Diversificação – As Jornadas de Desenvolvimento têm como tarefa definir ações para a diversificação da economia dentro de uma nova Matriz Econômica Ambiental para o Estado do Amazonas, incluindo a economia dos recursos naturais, além do modelo Zona Franca. Grupos de trabalho temáticos estão formulando propostas de construção de eixos de desenvolvimento em oito setores prioritários: aquicultura e piscicultura, fruticultura, produtos florestais madeireiros e cosméticos. Também serão debatidas propostas para as áreas de fármacos, turismo, energia e minérios, logística e comunicação.

A realização das Jornadas de Desenvolvimento são um desdobramento do Fórum Matriz Econômica Ambiental, realizado pelo Governo do Estado, no início de março, no Amazônia Golf Resort, com a participação de embaixadores e diplomatas de dez países, pesquisadores e ambientalistas.

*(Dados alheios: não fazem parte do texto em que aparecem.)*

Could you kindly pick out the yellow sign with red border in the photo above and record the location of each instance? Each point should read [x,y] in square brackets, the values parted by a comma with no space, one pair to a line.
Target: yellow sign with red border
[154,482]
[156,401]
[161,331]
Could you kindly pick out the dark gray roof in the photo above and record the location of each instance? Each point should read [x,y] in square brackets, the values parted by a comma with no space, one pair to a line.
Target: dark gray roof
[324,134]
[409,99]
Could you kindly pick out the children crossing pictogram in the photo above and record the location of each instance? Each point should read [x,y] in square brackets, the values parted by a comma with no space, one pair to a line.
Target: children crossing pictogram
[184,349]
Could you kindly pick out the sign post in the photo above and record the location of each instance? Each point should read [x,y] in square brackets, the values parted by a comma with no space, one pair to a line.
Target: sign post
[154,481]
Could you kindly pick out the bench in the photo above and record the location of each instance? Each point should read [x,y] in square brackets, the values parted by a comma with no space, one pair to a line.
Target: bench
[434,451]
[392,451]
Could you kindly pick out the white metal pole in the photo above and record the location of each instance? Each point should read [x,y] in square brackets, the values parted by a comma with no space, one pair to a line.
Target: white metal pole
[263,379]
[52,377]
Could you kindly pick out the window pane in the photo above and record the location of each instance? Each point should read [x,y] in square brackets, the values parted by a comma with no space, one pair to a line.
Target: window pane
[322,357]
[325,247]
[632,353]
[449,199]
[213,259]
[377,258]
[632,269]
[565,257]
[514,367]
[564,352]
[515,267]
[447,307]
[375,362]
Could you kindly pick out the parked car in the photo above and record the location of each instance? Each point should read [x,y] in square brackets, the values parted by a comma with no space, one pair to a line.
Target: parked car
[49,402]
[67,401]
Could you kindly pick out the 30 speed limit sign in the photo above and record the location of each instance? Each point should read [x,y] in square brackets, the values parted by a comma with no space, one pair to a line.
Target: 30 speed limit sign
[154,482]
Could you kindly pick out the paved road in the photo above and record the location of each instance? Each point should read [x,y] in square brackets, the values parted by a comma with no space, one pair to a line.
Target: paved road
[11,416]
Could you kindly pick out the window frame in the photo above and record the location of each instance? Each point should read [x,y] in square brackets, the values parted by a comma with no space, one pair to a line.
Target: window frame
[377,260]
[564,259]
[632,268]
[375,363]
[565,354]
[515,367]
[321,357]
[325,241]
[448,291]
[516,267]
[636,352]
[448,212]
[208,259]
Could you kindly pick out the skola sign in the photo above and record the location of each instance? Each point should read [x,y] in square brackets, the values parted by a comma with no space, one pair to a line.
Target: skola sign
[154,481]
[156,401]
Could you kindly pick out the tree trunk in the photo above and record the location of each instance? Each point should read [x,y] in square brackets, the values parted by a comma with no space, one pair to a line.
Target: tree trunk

Esse Fórum, por sua vez, foi resultado das discussões travadas durante a participação da delegação do Amazonas na Conferência do Clima da Organização das Nações Unidas (COP 21), em Paris, no ano passado.

As Jornadas de Desenvolvimento estão sendo organizadas pelas Secretarias de Estado de de Planejamento (Seplan-CTI), Secretaria de Estado de Produção (Sepror) e Secretaria de Estado de Meio Ambiente (Sema).